# dbt Flink Adapter
[![Python Version](https://img.shields.io/badge/python-3.8-blue.svg)](https://github.com/getindata/dbt-flink-adapter)
[![License](https://img.shields.io/badge/license-Apache%202.0-blue.svg)](https://opensource.org/licenses/Apache-2.0)
[![SemVer](https://img.shields.io/badge/semver-2.0.0-green)](https://semver.org/)
[![PyPI version](https://badge.fury.io/py/dbt-flink-adapter.svg)](https://badge.fury.io/py/dbt-flink-adapter)
[![Downloads](https://pepy.tech/badge/dbt-flink-adapter)](https://pepy.tech/badge/dbt-flink-adapter)
This is an MVP of dbt Flink Adapter.

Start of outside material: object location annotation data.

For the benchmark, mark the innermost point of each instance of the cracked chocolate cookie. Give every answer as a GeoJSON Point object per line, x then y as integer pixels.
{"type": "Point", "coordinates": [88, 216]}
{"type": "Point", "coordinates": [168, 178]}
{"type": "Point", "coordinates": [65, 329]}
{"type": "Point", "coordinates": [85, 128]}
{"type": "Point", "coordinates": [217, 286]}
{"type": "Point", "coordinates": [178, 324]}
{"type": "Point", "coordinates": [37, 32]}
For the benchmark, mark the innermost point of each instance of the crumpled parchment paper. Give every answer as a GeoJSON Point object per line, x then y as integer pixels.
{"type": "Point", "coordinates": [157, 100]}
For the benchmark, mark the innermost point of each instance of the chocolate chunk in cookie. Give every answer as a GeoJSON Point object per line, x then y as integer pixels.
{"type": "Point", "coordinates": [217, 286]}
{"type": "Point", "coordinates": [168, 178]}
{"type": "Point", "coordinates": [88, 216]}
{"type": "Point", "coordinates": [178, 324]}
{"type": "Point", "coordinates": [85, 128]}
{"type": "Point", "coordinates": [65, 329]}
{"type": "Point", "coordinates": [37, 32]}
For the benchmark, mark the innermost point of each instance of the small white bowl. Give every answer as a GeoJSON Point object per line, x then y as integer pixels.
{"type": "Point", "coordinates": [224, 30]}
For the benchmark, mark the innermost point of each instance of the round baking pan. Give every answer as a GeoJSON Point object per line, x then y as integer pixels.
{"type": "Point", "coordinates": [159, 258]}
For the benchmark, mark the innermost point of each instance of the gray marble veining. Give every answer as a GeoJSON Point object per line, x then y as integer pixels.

It allows materializing of dbt models as Flink cluster streaming pipelines and batch jobs.
Check out our [blogpost about dbt-flink-adapter with tutorial](https://getindata.com/blog/dbt-run-real-time-analytics-on-apache-flink-announcing-the-dbt-flink-adapter/)
## Prerequisites
* Flink 1.16+ with Flink SQL Gateway
* Python 3.8+ with pip
* (Optionally) venv
## Setup
This adapter is connecting to Flink SQL Gateway which is not started in Flink by default.
Please refer to [flink-doc/starting-the-sql-gateway](https://nightlies.apache.org/flink/flink-docs-release-1.16/docs/dev/table/sql-gateway/overview/#starting-the-sql-gateway)
on how to start SQL gateway in your cluster.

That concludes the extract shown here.